Slechts voor zoveel BvG (nieuw) met grief 5 aanvoert dat haar belang mede daarin is gelegen, dat bij een niet-ontvankelijkverklaring of ontzegging zij, BvG (nieuw), haar proceskosten vergoed had gekregen, zou zij enig belang gehad kunnen hebben.

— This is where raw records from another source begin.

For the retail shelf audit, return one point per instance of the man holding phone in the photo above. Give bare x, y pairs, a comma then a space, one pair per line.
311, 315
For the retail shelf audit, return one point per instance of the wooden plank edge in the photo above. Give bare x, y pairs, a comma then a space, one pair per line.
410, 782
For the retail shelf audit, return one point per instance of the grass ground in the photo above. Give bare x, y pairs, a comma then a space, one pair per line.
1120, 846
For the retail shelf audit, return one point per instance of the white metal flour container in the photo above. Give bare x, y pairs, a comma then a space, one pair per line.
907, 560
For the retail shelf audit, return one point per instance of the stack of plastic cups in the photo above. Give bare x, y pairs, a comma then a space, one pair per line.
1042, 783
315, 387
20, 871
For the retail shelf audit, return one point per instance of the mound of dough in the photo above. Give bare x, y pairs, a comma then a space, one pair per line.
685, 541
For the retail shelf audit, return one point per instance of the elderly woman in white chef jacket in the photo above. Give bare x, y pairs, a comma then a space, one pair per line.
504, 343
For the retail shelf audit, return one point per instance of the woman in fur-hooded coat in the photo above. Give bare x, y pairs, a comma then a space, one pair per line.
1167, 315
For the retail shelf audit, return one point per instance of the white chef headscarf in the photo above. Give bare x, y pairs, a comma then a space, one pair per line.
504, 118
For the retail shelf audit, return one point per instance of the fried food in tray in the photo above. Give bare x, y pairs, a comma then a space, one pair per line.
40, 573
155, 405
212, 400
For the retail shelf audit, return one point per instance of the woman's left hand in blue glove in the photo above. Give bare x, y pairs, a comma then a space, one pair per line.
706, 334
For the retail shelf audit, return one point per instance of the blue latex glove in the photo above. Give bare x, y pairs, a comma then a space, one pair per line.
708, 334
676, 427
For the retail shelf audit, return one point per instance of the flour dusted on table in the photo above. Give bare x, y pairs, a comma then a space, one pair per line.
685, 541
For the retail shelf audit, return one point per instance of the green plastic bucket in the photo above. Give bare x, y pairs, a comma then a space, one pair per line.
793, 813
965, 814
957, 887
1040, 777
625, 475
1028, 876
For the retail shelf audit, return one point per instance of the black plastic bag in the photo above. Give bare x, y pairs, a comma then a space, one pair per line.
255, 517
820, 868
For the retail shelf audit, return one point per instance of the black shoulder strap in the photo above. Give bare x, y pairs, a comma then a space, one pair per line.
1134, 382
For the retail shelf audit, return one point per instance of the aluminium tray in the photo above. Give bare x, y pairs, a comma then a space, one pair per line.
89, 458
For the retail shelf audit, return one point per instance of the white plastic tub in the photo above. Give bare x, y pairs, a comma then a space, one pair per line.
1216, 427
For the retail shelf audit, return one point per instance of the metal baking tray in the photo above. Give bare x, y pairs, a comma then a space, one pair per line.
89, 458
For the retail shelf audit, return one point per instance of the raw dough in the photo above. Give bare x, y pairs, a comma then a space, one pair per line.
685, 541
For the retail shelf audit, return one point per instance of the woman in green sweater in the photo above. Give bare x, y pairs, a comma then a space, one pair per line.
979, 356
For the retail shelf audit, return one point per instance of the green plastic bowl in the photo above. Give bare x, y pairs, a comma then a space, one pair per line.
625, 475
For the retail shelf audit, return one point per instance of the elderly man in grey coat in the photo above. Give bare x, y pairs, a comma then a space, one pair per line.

Doch aldus gelezen zou die grief niet tot enige beslissing ten gunste van BvG (nieuw) kunnen leiden. Immers, die kosten zouden hoe dan ook voor haar rekening blijven. Voor zover het gaat om kosten welke zijzelf heeft gemaakt doordat zij in rechte is verschenen terwijl de vordering haar helemaal niet aan ging en zij ook niet de gedagvaarde partij was geldt dat het maken van kosten het gevolg is van een door haarzelf gemaakte keuze om in rechte te verschijnen terwijl zij helemaal niet was gedagvaard (zie hierboven), terwijl voor zover het gaat om kosten gemaakt door BvG (oud)/Gispro heeft te gelden dat nu het vonnis waarvan beroep niet krachtens een door BvG (oud)/Gispro ingesteld appel is vernietigd, als uitgangspunt heeft te gelden dat de vordering terecht is toegewezen en BvG (oud)/Gispro terecht in de proceskosten is veroordeeld (en dus ook haar eigen kosten niet vergoed heeft gekregen).
4.31.
Het vorenstaande betekent dat het exceptief verweer slaagt en BvG (nieuw) niet ontvankelijk dient te worden verklaard in het door haar ingestelde hoger beroep, met haar veroordeling in de proceskosten. Waar de nadruk heeft gelegen op de kwestie van de ontvankelijkheid ziet het hof, wat betreft het salaris, gronden om aansluiting te zoeken bij tarief II.

5.De uitspraak

Het hof:
verklaart appellante niet ontvankelijk in het door haar ingestelde hoger beroep;
veroordeelt appellante in de kosten van het geding in hoger beroep, aan de zijde van geïntimeerde tot heden begroot op € 4.961,-- aan griffierecht en € 2.632,-- voor salaris advocaat.
Dit arrest is gewezen door mrs. J.M. Brandenburg, P.M.A. de Groot-van Dijken en M. van Ham en is in het openbaar uitgesproken door de rolraadsheer op 13 augustus 2013.